Ceny prądu w Polsce rekordowo niskie. Pomaga nam wiatr
Mimo fali mrozów i zwiększonego zapotrzebowania na energię elektryczną jej ceny w Polsce nie rosły. Tymczasem Niemczy czy Francuzi płacili za prąd więcej. Dlaczego? - U nas pracują elektrociepłownie, mamy także zimą dość sporo wiatru, co przy polskich warunkach ma spore znaczenie dla rynku hurtowego. Kiedy mocno wieje, ceny idą w dół - tłumaczy Bartłomiej Derski, ekspert WysokieNapiecie.pl.
- Na europejskim rynku energii elektrycznej, Polska ma jedną z najniższych cen hurtowych. W ostatnich miesiącach to było ok. 35 euro za megawatogodzinę, podczas gdy w Niemczech czy Szwecji ceny zbliżały się do 40 euro. We Francji, która ma problemy z dostawami energii do odbiorców, przekraczały nawet 60 euro za megawatogodzinę, czyli niemal dwa razy więcej niż w Polsce - wylicza Bartłomiej Derski.
- Nasze elektrownie węglowe nie są konkurencyjne cenowo w stosunku do energetyki atomowej we Francji czy elektrowni odnawialnych w Niemczech, które są wspierane poprzez dotacje - dodaje ekspert Wysokienapiecie.pl. Zima to okres, gdy intensywnie pracują elektrownie wiatrowe, a to ma wpływ na spadki cen w Polsce.
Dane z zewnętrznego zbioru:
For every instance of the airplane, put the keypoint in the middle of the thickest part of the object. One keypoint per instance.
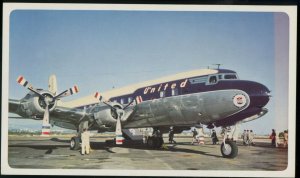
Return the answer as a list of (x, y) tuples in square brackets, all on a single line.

Jakie będą ceny energii w najbliższych miesiącach? - Luty to miesiąc, kiedy Francuzi zużywają najwięcej energii, do tego czasu należy się spodziewać problemów z dostawami energii w Zachodniej Europie. W marcu, kwietniu i latem ceny zaczną spadać, w Polsce pozostaną na podobnym poziomie. Mogą nawet wzrosnąć, jeżeli elektrociepłownie przestaną już pracować, a nie będziemy mieli wietrznej pogody - prognozuje Bartłomiej Derski.